Telefonica believes that the combination with O2 will:
- accelerate Telefonica's superior growth profile relative to its peers
- provide enhanced scale by entering two of Europe's largest markets,
Germany and the UK, with critical mass
- balance Telefonica's portfolio across businesses and regions
- generate an estimated run-rate of EUR 293 million (£199 million) of
quantified annual operating cost and capital expenditure synergies by 2008
- be immediately accretive to earnings per share, cash earnings per share
and free cash flow per share(1)
- enable Telefonica to preserve its stated shareholder remuneration policy
based on dividends and share buy backs
• The Offer of 200 pence per O2 Share represents a premium of
approximately 22 per cent. over the middle market price of an O2 Share of 164.25
pence at the close of business on 28 October 2005, being the last dealing day
before this announcement.
• O2 Shareholders will be entitled to receive an interim dividend for the
six months ended 30 September 2005 of 1.54 pence per O2 Share, which is expected
to be paid on 2 December 2005 to the registered holders of O2 Shares at the
close of business on 11 November 2005.
• O2 will retain its existing brand and will continue to be based in the
UK. O2's operating business will be led by the current management and Sir David
Arculus and Peter Erskine will join the Board of Directors of Telefonica.

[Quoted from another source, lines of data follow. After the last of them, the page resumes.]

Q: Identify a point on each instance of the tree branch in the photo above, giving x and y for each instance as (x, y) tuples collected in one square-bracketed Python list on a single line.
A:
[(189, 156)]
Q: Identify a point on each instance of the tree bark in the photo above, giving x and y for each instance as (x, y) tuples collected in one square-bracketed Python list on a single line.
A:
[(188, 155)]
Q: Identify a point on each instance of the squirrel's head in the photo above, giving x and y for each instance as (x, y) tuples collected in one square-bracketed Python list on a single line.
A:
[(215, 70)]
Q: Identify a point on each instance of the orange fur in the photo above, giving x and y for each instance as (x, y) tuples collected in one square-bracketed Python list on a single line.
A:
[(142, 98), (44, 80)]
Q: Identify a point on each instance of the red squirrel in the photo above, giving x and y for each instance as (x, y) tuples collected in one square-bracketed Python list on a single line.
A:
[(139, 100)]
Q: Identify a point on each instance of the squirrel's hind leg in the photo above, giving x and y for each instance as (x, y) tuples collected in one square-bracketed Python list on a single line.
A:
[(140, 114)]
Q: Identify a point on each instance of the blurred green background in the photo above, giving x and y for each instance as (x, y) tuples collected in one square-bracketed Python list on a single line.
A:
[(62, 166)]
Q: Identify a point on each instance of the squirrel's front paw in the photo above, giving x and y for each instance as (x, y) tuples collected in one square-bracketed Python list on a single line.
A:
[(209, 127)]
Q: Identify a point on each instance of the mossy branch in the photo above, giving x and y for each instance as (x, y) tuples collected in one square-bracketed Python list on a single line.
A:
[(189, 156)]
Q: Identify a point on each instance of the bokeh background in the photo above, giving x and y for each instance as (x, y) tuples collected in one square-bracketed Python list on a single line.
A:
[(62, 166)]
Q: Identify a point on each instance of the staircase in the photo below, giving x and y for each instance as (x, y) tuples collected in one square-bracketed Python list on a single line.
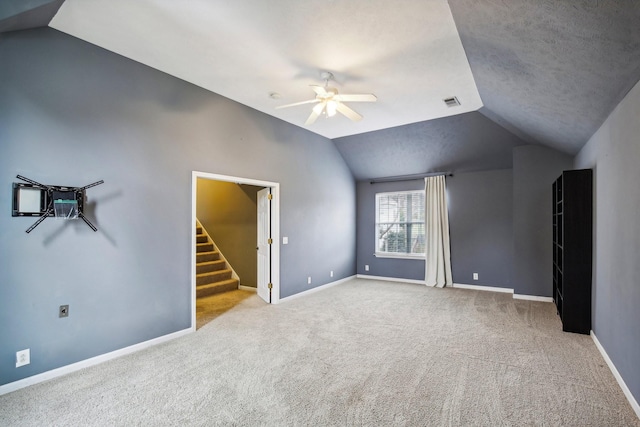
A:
[(213, 273)]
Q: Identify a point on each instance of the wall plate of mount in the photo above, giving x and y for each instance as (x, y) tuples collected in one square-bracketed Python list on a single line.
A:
[(30, 198)]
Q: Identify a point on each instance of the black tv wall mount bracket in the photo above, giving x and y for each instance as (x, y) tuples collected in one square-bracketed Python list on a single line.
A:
[(35, 199)]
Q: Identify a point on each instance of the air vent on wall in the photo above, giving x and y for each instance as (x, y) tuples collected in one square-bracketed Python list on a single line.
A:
[(451, 102)]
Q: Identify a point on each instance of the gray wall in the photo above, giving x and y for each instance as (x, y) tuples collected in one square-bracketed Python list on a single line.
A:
[(481, 224), (613, 152), (534, 170), (72, 113), (229, 213), (480, 221)]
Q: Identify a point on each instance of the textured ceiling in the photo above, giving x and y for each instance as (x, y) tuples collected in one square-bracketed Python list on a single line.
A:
[(553, 70), (547, 72), (408, 53), (24, 14)]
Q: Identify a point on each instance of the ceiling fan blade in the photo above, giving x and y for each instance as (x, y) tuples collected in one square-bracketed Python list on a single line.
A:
[(362, 97), (348, 112), (319, 90), (315, 113), (311, 101)]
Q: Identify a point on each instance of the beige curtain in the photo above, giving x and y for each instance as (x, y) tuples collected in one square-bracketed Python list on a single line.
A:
[(436, 220)]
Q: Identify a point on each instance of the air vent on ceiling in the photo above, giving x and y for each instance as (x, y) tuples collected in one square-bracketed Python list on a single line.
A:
[(451, 102)]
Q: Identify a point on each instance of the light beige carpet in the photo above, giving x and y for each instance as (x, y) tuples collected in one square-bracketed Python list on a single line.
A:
[(361, 353)]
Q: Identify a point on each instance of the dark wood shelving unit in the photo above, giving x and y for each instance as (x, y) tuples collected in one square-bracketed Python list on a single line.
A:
[(572, 249)]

• The Directors of O2, who have been so advised by JPMorgan Cazenove and
Merrill Lynch, consider the terms of the Offer to be fair and reasonable. In
providing advice to the Directors of O2, JPMorgan Cazenove and Merrill Lynch
have taken into account the commercial assessments of the Directors of O2.
Accordingly, the Directors of O2 unanimously intend to recommend holders of O2
Shares to accept the Offer as they have irrevocably undertaken so to do in
respect of their own aggregate beneficial shareholdings. Merrill Lynch is
deemed to be a connected party to Telefonica. As a result, only JPMorgan
Cazenove is acting as the independent financial adviser to O2 for the purposes
of providing independent advice to the Board of O2 on the Offer under Rule 3 of
the City Code.
• Telefonica has received irrevocable undertakings to accept the Offer
from the Directors of O2 in respect of 2,820,573 O2 Shares in aggregate,
representing approximately 0.032 per cent. of O2's issued share capital. These
undertakings will remain binding in the event of a higher competing offer.
• A Loan Note Alternative of up to £1 billion will, subject to certain
conditions, be made available.
• The acquisition will be implemented by way of the Offer unless
Telefonica elects to implement it by way of a Scheme of Arrangement.
The Offer is conditional, amongst other things, upon receiving the required
regulatory clearances. Telefonica expects the Offer to complete in January
2006. Further information on the terms and conditions to which the Offer will
be subject are set out in Appendix I and will be set out in the Offer
Documentation, which Telefonica expects to despatch to O2 Shareholders in
November.
The Chairman of Telefonica, Mr. Cesar Alierta said:
'O2 is an excellent company that, driven by a top class management team, has
been able to become one of the highest growth mobile operators in Europe. Its
integration in the Telefonica group will enhance our growth profile, it will
allow us to gain economies of scale, it will open the group to the two largest
European markets with sizeable critical mass and it will balance our exposure
across business and regions. This transaction will be accretive from year one,
it will allow us to preserve our shareholder remuneration policy and, in short,
it will reinforce Telefonica's strategic goal of offering the best combination
of growth and cash returns to our shareholders.'
Commenting on the Offer, Sir David Arculus, Chairman of O2, said:
'This Offer from Telefonica, which reflects the value created since demerger and
the potential of the O2 Group going forward, is an excellent opportunity for O2
Shareholders to realise significant value in cash now. The combination of O2 and
Telefonica will be a powerful force in international communications. Our
successful brand will be retained and extended bringing benefits to both
customers and employees as part of an enlarged, strengthened group.'
Commenting on the Offer, Peter Erskine, the Chief Executive of O2, said:
'Since the emergence of O2 as a listed company in 2001, it has enjoyed
considerable operational success and, in the process, delivered real value to
shareholders. This transaction brings together two companies which are growing
strongly with highly complementary geographical activities.'
Goldman Sachs International and Citigroup are acting as financial advisers and
corporate brokers to Telefonica. JPMorgan Cazenove and Merrill Lynch are acting
as financial advisers and corporate brokers to O2.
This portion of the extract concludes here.